The second thing Merissa does is to set up an Ebenezer any time she sees the hand of God. This reminds her of how God has taken control and done something remarkable in her life that brings peace.

Another method she uses is letting go of regrets caused by wrong decisions in the past. She lets go of regret to convince herself that the decision she made then is the best decision she could have made in that spot. Again, she quotes Maya Angelou, “You did what you knew how to do and when you knew better, you did better.”

Fourthly, she plays the what-if game. She takes the negative what-ifs like what if I just do this, will I get better? Or what if I fail? and turn them around into positive ones, like what if God succeeds in being who He is? What if He has a better plan? What if what I’m striving for isn’t important? What if I am missing His good because I’m looking for my comfortable? It is about understanding how big God is because “the smaller he gets in my world, the more fear I get,” she adds.
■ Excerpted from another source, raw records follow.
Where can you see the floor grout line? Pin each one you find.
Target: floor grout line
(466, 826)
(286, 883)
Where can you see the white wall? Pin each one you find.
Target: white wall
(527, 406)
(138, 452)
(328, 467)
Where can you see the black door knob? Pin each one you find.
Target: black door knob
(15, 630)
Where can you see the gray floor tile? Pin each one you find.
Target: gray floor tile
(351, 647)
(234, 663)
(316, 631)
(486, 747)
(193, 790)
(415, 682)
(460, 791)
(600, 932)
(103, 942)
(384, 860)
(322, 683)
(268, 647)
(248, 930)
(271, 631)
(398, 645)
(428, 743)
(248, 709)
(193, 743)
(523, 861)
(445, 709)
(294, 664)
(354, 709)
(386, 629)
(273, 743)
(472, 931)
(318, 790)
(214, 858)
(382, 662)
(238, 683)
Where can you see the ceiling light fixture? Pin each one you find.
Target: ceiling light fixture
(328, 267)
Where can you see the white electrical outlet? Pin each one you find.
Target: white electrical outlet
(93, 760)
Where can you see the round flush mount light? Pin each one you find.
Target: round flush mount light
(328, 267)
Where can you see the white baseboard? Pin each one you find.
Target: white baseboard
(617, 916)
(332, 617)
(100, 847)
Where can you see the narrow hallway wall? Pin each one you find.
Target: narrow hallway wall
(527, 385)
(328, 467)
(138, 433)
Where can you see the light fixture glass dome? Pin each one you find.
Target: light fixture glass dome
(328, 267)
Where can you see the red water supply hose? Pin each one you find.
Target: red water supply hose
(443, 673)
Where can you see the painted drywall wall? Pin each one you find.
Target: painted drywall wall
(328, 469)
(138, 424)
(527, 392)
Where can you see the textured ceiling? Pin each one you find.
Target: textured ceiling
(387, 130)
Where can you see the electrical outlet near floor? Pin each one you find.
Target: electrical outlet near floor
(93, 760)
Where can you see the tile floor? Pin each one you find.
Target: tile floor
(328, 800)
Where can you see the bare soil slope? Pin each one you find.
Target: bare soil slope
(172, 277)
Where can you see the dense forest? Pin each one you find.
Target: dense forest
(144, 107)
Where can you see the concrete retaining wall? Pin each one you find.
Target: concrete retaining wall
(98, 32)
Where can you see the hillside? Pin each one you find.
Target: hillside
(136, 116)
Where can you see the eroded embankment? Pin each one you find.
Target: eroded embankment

Amber, a team member of the Solo Parent podcast, takes a walk to look at beauty and things her soul cares about, like flowers, to let go of control and experience peace.

Robert lets go of control by meditating. “The practice of getting present and just getting into your senses and mindfulness rather than letting your brain bring yourself to a grounding spot and then letting go has been transformational,” he says.

Takeaways

How do you get rid of control which destroys our peace?


Face your fears. Name it. You don’t have to exaggerate or minimize it.


Surrender to God and be reminded of His promises.


Create some letting go tactics like mindfulness, walks, meditation, worship, what-if questions game.


Respond, don’t react. Take your time. Don’t feel you have to respond to everything immediately.


Don’t beat yourself up over things you’ve done in the past.